[Editor’s Note: In the eight-year secret war fought by Green Berets during the Vietnam War across the fence in Laos, Cambodia and North Vietnam from 1964-1972 under the aegis of the Military Assistance Command Vietnam – Studies and Observations Group (SOG), no mission was more dangerous than a Bright Light Mission. Heavily-armed SOG recon teams were sent in to find downed pilots, relieve recon teams surrounded by enemy troops or to recover the dead and wounded. The Green Berets carried no food and only one canteen of water. The rest of their load consisted of weapons, ammunition, hand grenades, and sometimes body bags. This is the first in a series of SOFREP stories of what led to the Bright Light mission that haunts SOG Green Beret SSG James H. Shorten (Jones) to this day and drives him to return to Cambodia for an Air Force pilot left behind, who is among the 1,602 MIAs in Southeast Asia (SEA).]

 

As April 1970 wound down, RT Delaware was on stand down at the top-secret SOG compound in Kontum, Command and Control Central (CCC) when the recon company first sergeant asked its team leader (One-Zero) Green Beret SSG James H. Shorten (Jones) if he would fill in as the team leader on RT Illinois for Bright Light stand by duty at Dak To, the launch site for CCC teams for missions across the fence into Laos or Cambodia. RT Illinois One Zero SSG Steve Keever was on leave and experienced One-Zeros were scarce at that time due to casualties, disease, annual rotations and the extremely deadly nature of SOG missions. Shorten said yes and took RT Illinois up to Dak To, where CCC Bright Light teams were regularly based in order to have a quicker response time in either Laos or Cambodia.

 

Early the next morning, launch site staff advised Shorten that a recon team was in deep trouble, in heavy contact with communist North Vietnamese Army (NVA) troops and had requested a helicopter exfiltration from the target.

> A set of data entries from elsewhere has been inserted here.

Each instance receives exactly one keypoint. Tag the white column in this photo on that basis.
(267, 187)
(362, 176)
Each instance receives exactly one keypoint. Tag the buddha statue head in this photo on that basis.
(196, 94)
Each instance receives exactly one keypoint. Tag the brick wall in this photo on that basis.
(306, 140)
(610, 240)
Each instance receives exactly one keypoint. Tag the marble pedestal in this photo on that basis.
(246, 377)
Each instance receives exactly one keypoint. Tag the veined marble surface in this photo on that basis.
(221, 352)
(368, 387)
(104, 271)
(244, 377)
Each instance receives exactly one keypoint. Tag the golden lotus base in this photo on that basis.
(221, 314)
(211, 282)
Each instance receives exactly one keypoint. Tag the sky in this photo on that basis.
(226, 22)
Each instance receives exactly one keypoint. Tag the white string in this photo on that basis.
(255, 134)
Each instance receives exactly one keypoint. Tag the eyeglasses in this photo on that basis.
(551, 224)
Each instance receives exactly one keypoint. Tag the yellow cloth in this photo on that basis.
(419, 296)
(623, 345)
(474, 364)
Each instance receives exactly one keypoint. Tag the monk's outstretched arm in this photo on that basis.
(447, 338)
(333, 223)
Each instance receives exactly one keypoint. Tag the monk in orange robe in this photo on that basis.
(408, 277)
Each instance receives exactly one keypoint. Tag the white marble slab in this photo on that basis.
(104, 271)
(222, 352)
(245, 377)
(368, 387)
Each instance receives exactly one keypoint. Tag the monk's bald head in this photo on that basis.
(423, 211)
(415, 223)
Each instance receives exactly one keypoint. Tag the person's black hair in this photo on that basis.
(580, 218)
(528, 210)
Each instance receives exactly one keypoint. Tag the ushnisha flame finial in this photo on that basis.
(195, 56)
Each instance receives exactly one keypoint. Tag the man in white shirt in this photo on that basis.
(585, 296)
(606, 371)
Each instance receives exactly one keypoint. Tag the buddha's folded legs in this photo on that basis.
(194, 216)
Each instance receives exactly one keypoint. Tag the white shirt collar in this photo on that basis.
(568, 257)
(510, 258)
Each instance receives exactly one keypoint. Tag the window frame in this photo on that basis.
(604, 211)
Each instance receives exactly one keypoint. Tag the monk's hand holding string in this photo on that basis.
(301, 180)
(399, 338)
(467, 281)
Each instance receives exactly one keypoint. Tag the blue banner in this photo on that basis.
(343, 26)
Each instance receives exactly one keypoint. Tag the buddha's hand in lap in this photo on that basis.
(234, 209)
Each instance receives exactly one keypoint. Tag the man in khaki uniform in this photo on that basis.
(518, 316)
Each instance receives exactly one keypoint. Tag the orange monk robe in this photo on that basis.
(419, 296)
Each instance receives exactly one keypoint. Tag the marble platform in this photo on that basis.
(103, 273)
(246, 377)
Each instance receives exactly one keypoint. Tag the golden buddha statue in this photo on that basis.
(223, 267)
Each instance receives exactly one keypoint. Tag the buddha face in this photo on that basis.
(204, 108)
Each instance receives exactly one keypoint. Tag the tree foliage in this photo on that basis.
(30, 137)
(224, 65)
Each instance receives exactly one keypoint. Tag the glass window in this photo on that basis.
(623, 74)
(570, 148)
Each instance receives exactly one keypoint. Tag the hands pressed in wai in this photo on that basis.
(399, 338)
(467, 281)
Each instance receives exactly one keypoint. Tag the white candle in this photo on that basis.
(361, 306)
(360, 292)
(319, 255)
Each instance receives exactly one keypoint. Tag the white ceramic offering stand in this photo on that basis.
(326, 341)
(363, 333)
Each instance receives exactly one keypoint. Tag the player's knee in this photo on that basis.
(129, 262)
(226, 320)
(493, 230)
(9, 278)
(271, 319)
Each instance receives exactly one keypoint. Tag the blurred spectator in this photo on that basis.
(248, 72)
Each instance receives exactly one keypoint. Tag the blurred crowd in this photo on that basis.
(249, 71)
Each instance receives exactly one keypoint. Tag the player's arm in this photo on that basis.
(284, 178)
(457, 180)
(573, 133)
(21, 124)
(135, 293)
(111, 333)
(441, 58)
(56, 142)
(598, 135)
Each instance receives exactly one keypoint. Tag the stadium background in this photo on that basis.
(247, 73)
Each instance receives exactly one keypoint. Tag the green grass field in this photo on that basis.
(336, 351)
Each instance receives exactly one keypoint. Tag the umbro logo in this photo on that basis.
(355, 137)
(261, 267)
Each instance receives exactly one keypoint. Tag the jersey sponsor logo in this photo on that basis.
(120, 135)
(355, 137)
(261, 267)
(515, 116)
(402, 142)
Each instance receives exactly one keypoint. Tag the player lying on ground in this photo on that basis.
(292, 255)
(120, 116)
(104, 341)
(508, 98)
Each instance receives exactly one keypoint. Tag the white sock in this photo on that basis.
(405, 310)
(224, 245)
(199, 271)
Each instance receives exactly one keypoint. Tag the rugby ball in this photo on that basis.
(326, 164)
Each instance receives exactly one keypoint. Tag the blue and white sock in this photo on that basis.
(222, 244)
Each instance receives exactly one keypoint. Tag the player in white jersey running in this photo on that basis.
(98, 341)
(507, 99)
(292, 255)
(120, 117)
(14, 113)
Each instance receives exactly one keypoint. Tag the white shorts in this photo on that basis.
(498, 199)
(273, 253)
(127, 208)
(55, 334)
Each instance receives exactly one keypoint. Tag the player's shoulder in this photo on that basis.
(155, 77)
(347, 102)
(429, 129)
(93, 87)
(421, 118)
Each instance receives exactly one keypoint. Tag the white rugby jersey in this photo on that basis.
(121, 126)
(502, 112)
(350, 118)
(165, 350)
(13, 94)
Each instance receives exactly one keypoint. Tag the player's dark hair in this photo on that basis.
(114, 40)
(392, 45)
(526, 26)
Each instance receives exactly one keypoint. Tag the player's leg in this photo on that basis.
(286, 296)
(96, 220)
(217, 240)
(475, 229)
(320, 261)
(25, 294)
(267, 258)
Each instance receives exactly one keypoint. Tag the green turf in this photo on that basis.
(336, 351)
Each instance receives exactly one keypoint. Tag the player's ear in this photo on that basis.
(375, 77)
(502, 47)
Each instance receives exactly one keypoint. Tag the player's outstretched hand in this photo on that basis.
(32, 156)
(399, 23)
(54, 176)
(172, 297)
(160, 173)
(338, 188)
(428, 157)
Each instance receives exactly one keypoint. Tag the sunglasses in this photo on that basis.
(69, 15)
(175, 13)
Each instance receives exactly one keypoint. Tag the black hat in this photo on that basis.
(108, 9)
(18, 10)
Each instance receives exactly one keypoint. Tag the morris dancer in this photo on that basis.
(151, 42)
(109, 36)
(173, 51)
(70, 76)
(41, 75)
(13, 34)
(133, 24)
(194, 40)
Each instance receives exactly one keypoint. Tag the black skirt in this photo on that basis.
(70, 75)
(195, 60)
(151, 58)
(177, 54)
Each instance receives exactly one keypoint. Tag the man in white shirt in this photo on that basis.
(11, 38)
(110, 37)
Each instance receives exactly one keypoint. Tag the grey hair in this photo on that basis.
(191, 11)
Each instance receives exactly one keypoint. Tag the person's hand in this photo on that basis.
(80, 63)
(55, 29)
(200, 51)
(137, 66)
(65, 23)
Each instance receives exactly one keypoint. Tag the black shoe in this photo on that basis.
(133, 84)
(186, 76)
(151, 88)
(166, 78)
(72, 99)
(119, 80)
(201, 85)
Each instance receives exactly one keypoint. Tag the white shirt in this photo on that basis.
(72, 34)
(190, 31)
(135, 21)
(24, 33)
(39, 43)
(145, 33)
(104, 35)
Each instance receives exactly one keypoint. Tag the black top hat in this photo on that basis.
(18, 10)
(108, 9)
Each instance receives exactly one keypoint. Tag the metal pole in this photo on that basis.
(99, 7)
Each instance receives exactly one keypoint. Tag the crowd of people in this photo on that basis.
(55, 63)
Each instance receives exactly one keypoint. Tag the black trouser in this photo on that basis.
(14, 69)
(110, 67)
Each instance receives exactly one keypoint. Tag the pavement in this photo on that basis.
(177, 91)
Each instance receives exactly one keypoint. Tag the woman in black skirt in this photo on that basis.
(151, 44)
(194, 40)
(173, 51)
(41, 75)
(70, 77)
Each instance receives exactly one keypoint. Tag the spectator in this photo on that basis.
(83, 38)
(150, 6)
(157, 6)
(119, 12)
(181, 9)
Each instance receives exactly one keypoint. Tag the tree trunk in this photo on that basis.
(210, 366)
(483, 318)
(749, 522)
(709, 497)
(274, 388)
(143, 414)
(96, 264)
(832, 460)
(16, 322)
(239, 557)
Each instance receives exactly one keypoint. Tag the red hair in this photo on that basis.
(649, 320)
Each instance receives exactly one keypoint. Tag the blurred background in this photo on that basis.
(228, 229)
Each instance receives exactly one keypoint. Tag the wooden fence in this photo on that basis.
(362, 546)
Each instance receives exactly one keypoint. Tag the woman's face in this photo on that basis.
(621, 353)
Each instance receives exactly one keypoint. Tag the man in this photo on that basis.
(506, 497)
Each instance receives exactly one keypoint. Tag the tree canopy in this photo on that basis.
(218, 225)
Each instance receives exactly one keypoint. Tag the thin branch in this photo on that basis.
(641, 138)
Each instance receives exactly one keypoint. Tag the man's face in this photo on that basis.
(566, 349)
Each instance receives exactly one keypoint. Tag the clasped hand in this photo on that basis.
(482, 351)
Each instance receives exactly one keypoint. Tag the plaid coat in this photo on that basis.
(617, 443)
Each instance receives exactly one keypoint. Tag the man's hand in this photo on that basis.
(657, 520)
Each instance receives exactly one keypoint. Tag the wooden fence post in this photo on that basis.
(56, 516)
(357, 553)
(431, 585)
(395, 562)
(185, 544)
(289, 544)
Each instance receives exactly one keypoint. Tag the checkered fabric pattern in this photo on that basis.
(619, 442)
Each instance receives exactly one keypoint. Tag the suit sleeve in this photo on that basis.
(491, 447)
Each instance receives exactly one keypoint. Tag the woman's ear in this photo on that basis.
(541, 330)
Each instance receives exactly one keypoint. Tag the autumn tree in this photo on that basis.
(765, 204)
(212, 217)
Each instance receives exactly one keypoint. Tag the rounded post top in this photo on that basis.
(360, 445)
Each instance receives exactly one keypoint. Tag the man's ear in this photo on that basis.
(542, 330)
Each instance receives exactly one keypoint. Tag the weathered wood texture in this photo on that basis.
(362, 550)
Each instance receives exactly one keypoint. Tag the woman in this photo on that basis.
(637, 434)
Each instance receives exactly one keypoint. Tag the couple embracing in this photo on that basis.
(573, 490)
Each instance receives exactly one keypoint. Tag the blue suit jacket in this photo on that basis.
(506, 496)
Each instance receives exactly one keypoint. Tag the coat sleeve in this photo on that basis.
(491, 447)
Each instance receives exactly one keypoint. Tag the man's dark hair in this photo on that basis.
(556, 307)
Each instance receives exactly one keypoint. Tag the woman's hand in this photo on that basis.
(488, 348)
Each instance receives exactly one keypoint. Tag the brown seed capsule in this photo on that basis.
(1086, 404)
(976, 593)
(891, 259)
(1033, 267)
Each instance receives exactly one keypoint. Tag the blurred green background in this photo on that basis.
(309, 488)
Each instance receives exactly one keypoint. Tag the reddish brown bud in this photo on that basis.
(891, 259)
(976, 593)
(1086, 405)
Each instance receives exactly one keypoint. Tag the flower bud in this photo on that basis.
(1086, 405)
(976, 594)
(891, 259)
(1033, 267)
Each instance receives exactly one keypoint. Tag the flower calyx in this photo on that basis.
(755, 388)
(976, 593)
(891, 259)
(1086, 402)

The choppers got to the team, and lifted it out on 150-long ropes from the jungle floor – a treacherous mission in and of itself.

 

By 1970, most SOG recon team members wore STABO rigs, a harness that was built into their web gear for the express purpose of having a more secure and stable outfit for when they hooked into a rope thrown down by a hovering helicopter. It had to hover because there was not enough open land available for the chopper to land and pick up the team. When the helicopter pulled the team out, the team members were secured in the STABO rigs which enabled them to fire their weapons at enemy troops and to throw hand grenades down at enemy soldiers, either dropping them directly or waiting two seconds in order to have the deadly hand-thrown ordnance explode over their heads instead of landing on terra firma.